Central Station is one of the main European railway stations and it is the second in Italy in terms of traffic volume, after Roma Termini; it was inaugurated in 1931 to replace the old station in Piazza della Repubblica, that couldn’t handle the increasing volume of railway traffic. Since then, it has been refurbished different times. The façade in Piazza Duca D’Aosta, where the Pirelli skyscraper towers, is 200 metres wide; the marble and stone it is made of come from the Carso Region. On top, the two huge wing horses by Alberto Fava represent “Progress, driven by will and intelligence”.
The canopy covering the 24 tracks, 341 metres long, is made of iron and glass and it was planned by the engineer Alberto Fava. Central Station has no definite architectural style, but it is a blend of different styles: Liberty, Art Deco added to the monumental style typical of the fascist regime. Binario 21 (Track 21) has been the sad departure point during the Second World War and during the Republica Sociale Italiana of the convoys used to deport Italian Jews towards the exterminating camps.
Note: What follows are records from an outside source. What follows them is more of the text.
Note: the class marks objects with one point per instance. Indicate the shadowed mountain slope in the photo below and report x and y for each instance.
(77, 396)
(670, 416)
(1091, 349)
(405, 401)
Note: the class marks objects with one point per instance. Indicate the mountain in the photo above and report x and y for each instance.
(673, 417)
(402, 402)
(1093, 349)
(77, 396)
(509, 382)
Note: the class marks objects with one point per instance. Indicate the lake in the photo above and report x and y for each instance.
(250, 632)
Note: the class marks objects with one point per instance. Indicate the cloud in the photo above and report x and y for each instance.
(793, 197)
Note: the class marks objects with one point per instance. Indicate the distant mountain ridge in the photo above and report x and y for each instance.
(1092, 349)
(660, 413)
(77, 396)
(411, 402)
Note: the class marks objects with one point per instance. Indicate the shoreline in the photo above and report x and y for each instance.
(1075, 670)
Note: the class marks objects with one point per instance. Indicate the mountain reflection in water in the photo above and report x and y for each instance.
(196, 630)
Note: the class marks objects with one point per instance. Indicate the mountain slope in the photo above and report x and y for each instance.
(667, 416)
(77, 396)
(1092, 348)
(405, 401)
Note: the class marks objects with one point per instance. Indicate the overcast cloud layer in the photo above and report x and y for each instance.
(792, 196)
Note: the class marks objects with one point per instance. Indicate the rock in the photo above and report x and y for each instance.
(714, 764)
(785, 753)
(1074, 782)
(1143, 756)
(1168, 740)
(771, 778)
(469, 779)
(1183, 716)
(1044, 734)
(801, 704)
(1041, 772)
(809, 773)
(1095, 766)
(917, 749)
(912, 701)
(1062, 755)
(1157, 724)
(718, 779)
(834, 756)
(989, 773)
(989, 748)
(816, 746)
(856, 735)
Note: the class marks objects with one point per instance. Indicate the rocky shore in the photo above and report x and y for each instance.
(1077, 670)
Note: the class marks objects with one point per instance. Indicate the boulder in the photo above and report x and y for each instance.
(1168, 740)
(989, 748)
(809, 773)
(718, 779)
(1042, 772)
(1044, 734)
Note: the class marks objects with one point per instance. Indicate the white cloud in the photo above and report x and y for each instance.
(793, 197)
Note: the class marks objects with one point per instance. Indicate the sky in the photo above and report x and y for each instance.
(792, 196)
At the same rail, there is the “Royal Lounge”, a lounge used in the past by the Savoia family and its court during their travels and the adjoining weapons lounge. The area surrounding Central Station, although it is not safe, holds good surprises such as Villa Figini, a good example of rationalist architecture of the thirties in Via Ettore Perrone di San Martino 8 and Naviglio della Martesana (Martesana Canal). At night there are lots of restaurants, trattorias old Milan, pizza places and clubs, such as the well-known Zelig. It is recommended not to walk around this area at night.